UW News

July 7, 2005

Presidential Early Career Award

Dr. William Grady, assistant professor of medicine at the UW and assistant member of the Fred Hutchinson Cancer Research Center, has been honored as one of the country’s most promising young scientists. He joins three other UW faculty (see story in University Week) who were among the 58 winners of the Presidential Early Career Awards in Science and Engineering this year.

Grady is also an attending physician in the Seattle Cancer Care Alliance and a research associate at the VA Puget Sound Health Care System. The U.S. Department of Veterans Affairs sponsored Grady’s Presidential Early Career Award. He received an Advanced Research Career Development Award from the VA in 2002, when he was in Nashville, Tenn., and moved to Seattle last year.

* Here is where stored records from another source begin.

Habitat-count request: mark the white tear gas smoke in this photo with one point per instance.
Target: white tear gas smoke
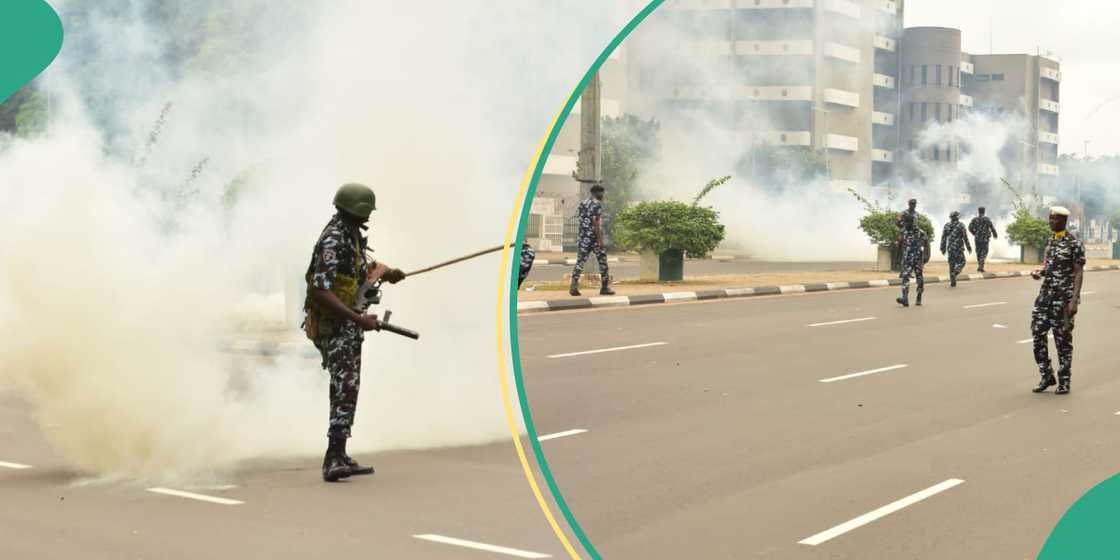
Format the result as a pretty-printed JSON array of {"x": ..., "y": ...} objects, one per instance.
[
  {"x": 128, "y": 250},
  {"x": 782, "y": 214}
]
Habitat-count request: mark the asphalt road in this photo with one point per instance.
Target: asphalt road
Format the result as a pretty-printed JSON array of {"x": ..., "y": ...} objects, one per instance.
[
  {"x": 476, "y": 494},
  {"x": 722, "y": 441},
  {"x": 630, "y": 270}
]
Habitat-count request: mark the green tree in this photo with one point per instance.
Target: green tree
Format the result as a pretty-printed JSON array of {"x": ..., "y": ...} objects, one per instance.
[
  {"x": 660, "y": 225},
  {"x": 630, "y": 145}
]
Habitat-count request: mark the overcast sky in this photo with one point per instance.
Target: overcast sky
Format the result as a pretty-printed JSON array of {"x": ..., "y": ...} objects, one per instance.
[{"x": 1083, "y": 34}]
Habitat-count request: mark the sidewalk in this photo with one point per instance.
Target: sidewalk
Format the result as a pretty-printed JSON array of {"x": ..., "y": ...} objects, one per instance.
[{"x": 718, "y": 287}]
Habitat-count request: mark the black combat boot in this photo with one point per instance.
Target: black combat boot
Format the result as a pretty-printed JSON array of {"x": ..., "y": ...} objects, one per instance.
[
  {"x": 1063, "y": 385},
  {"x": 355, "y": 468},
  {"x": 1046, "y": 382},
  {"x": 334, "y": 465},
  {"x": 574, "y": 290}
]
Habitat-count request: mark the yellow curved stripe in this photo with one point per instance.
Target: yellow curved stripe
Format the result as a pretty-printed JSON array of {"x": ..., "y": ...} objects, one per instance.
[{"x": 503, "y": 291}]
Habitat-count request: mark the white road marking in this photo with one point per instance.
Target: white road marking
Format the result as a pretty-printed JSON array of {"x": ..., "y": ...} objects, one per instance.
[
  {"x": 986, "y": 305},
  {"x": 192, "y": 495},
  {"x": 882, "y": 512},
  {"x": 608, "y": 350},
  {"x": 841, "y": 322},
  {"x": 561, "y": 435},
  {"x": 869, "y": 372},
  {"x": 479, "y": 546}
]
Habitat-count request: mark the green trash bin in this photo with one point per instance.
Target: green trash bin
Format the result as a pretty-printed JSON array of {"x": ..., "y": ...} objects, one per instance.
[{"x": 671, "y": 266}]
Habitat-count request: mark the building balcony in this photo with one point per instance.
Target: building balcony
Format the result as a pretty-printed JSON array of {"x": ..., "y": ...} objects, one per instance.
[
  {"x": 699, "y": 5},
  {"x": 775, "y": 93},
  {"x": 887, "y": 6},
  {"x": 706, "y": 47},
  {"x": 842, "y": 142},
  {"x": 802, "y": 138},
  {"x": 843, "y": 8},
  {"x": 773, "y": 47},
  {"x": 885, "y": 44},
  {"x": 560, "y": 165},
  {"x": 884, "y": 119},
  {"x": 840, "y": 98},
  {"x": 841, "y": 52},
  {"x": 884, "y": 156},
  {"x": 772, "y": 5}
]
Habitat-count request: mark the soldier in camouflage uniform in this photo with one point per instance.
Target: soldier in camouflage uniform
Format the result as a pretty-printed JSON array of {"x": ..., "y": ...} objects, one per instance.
[
  {"x": 590, "y": 239},
  {"x": 955, "y": 240},
  {"x": 1057, "y": 300},
  {"x": 915, "y": 246},
  {"x": 338, "y": 267},
  {"x": 982, "y": 230},
  {"x": 528, "y": 255}
]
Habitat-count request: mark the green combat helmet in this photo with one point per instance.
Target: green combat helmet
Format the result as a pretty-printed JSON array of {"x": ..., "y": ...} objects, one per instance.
[{"x": 356, "y": 198}]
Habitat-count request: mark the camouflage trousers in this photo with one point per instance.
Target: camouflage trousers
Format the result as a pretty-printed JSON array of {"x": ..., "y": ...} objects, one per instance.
[
  {"x": 915, "y": 270},
  {"x": 981, "y": 253},
  {"x": 1047, "y": 317},
  {"x": 342, "y": 358},
  {"x": 955, "y": 263},
  {"x": 587, "y": 245}
]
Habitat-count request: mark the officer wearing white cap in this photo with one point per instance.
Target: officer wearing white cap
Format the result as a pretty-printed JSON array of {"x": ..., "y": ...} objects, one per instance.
[{"x": 1056, "y": 305}]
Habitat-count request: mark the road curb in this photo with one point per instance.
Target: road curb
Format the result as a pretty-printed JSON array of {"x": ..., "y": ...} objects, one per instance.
[{"x": 565, "y": 305}]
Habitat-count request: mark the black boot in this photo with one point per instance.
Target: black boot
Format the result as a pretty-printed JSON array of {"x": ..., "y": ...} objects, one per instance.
[
  {"x": 1063, "y": 385},
  {"x": 355, "y": 468},
  {"x": 334, "y": 465},
  {"x": 1046, "y": 382}
]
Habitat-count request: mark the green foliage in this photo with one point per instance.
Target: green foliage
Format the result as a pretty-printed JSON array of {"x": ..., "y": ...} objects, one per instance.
[
  {"x": 660, "y": 225},
  {"x": 709, "y": 187},
  {"x": 630, "y": 145},
  {"x": 1027, "y": 230},
  {"x": 882, "y": 225}
]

He was recognized for his research into the cellular and molecular mechanisms of colon cancer. Grady studies transforming factor beta (TGF-B), which normally suppresses tumor growth. Colon cancers can become resistant to the effects of TGF-B by inactivating a receptor for the growth factor. Grady’s lab examines what happens in a cell when that receptor is inactivated.

Grady becomes the seventh School of Medicine faculty member to receive the award, first given by President Clinton in 1996. The awards were presented at the White House in June.